And the professors - eight from the University of Utah, three from Brigham Young University and one from Stanford (Calif.) University - say the state's "aggressive" schedule to begin using new machines next year puts voting in jeopardy.
They suggest waiting at least a year and beefing up criteria the new technology must meet.
State officials have released bid specifications for the potential $20.5 million contract to provide new voting technology. A committee plans to decide in December which equipment Utahns will use.
"We strongly feel that the present [proposal request] is an insufficient basis upon which to acquire voting machinery [that] will inspire public confidence," the professors wrote in a 12-page letter sent Tuesday to Lt. Gov. Gayle McKeachnie, the state's top election official.
Former state chief information officer, Phil Windley, now an associate computer science professor at BYU, says the request for proposals is flawed.
"It's almost like telling vendors, 'Come and tell us what we need,' " he said. "That's dangerous with any purchase, especially with the problems with voting technology."
State Elections Director Amy Naccarato was out of town and unavailable for comment Tuesday, but she previously said the bid request is meant to be broad.

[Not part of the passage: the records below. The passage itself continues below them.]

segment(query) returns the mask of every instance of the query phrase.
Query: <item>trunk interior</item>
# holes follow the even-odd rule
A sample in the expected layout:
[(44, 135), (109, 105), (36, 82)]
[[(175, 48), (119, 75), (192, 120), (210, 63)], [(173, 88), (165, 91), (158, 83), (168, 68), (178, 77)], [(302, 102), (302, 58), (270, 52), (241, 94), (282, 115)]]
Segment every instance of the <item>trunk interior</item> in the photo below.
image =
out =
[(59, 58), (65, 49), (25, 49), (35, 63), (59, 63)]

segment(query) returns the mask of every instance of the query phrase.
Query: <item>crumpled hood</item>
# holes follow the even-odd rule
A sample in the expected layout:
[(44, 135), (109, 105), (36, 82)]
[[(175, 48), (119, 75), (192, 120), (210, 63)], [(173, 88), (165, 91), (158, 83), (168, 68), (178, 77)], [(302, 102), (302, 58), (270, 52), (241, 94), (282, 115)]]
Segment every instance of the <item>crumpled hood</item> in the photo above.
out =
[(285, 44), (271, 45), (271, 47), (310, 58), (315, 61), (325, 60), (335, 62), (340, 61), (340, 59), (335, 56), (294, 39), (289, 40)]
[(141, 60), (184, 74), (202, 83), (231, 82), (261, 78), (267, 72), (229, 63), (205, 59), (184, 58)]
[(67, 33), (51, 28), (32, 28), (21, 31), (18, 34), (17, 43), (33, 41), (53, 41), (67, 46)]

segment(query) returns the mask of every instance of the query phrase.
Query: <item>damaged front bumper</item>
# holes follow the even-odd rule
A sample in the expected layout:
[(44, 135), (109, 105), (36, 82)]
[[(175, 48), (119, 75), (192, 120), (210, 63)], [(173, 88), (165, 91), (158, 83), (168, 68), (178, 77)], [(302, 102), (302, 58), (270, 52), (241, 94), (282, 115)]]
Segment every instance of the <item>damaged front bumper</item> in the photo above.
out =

The professors list several reasons they believe the process is problematic, including:
l The schedule is too quick to give enough time to study the bidders' products, and better technology might appear next year.
l Bid specifics do not allow for a good enough security review or even specify what "ease of use" means.
l State should require some type of paper trail in case a recount is needed.
l Vendors do not have to guard against tampering when the machine is off.